Wspaniały dzień musieli mieć miłośnicy TVN 24, który od rana raczył swoich widzów informacjami na bieżąco - a nawet bezpośrednią transmisją - o ropoczętym dziś procesie legendarnej już "Mamy Madzi" (TVN poświęcił na to nawet "wydanie specjalne"). Okazuje się jednak, że nie wszystkim widzom się ten gorączkowy spektakl podobał. A ich niezadowolenie skupiło się na Bogu ducha winnym Jarosławie Kuźniarze, który tak żali się na swoim Facebooku:
Czuję się od rana jak przewodnik stada hien. Nigdy nie dostałem tylu telefonów i maili, nigdy nie przeczytałem tylu złych słów o swojej pracy, jak dziś. To nie boli, to jest tylko smutne. Wszyscy pytają "czy wy nie przeginacie?". Nie znoszę liczby mnogiej.
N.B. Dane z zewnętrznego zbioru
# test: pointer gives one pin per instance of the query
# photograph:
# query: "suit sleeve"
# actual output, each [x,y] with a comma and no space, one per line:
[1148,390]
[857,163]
Wy towarzyszu narzekaczu pewnie też nie. Nie odpowiadam ani za szefów, ani za kolegów, ani za "środowisko". Wstydzić mogę się tylko za siebie. Ale nie wstydzę się. Mam wrażenie, że wszystkie te jęki docierają od osób, które są złe na siebie, że nie mogą porzucić pilota. Szukają winnego i znajdują go w dziennikarzach. To pójście na łatwiznę ale jeśli nie stać was na więcej - jestem. jkuźniar
Na szczęście, w samotnej walce z widzami wsparł go na Twitterze niezawodny publicysta Waldemar Kuczyński.
@jarekkuzniar Panie Jarosławie, "olać to ciepłym moczem"(fraza z Avatara). To szum pięknoduchów. Niech sobie włączą mini mini!
Zgodnie z radą obydwu panów przełączmy (wyłączmy?) więc nasze odbiorniki. Najlepiej na stałe.